I’m taking a guess here that you’re pretty clued up on the ingredients of a pizza. And I’m not guessing at all when I say that there are many, many people better qualified to talk about perfecting pizza dough (which, let’s be fair, is about 80% of the battle when it comes to making great pizza). So, I think the best thing I can do, when it comes to ‘nduja pizza, is signpost the best looking recipes we’ve seen around and about, in the hopes of helping unite your perfect ‘nduja sausage with suitable partners.
Without further ‘ndu, here are our top ‘nduja sausage pizza recipes.
The ones that keep it simple
These are pretty much dough, tomato, mozzarella, ‘nduja and basil, and beautiful for it. Sometimes when you put less energy into making the food, you have more left to enjoy it. So a quick, classic, simple recipe like the ones here, which you can enjoy inside or outside with a glass of sangiovese, are perfect for when you want to focus on the time you’re spending with the people you’re eating with, rather than the pots and pans.

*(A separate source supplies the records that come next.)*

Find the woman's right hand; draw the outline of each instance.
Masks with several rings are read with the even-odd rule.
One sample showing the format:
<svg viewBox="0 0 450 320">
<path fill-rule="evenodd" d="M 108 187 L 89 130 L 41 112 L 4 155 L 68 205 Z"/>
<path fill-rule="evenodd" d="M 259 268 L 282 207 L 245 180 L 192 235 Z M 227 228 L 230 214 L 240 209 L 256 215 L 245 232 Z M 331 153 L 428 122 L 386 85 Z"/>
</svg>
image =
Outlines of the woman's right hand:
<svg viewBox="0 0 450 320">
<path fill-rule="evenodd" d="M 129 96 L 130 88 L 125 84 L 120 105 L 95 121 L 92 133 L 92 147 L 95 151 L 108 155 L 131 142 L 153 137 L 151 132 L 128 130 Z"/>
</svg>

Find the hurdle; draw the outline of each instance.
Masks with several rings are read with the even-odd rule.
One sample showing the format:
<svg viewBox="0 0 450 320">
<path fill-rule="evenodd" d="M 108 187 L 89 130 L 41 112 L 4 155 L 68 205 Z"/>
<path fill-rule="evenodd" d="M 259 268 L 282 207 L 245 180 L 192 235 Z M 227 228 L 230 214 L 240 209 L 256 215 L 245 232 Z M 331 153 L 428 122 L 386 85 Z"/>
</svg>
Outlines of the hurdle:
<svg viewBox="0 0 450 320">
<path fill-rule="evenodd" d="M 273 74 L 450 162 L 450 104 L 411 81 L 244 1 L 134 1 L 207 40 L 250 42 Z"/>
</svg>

What’s better than ‘nduja sausage pizza? ‘Nduja sausage pizza with more sausage, of course. Well, that’s the philosophy here anyway. ‘Nduja disintegrates because it has a high fat content, and for some people, that leaves them craving a bit more texture. For those people, the double chilli hit of a Calabrian sausage, or the classic herby Italian-ness of fennel sausage, are great go-to additions.
Chilli and cheese, a beloved combination from kebab shops, to Burger King, to deli counters and beyond. Where the heat of chilli meets the richness of the cheese, offering richness for astringency and soothing the burn. As well as spicy, ‘nduja is porky, and so a range of interesting cheeses is opened up, from goat or sheep cheeses to bring some sour cut through, or blues to dial up the richness.
I don’t think we’ve found a recipe with it featuring, but if you can get hold of scamorza, put that melty, smoky rascal on your ‘nduja pizza and be blown away.
Another famous chilli lover is broccoli, or the elusive cima di rape. A range of broccoli and sausage combos succeed, on tomato bases and white pizzas too. If you’ve read Nikki Segnit’s flavour thesaurus, where flavours are grouped together as a guide, you’ll be familiar with ‘the sulphurous flavours’, the cabbages, broccolis, kales, cavolo neros and so on. They all equally love spice, and could be subbed into these recipes. Sharing a little with them, but with a flavour all its own, fennel features here too. Sometimes, of course, a pizza has to be purely pepperoni, but it does feel good when you manage to get your 5 a day in one too.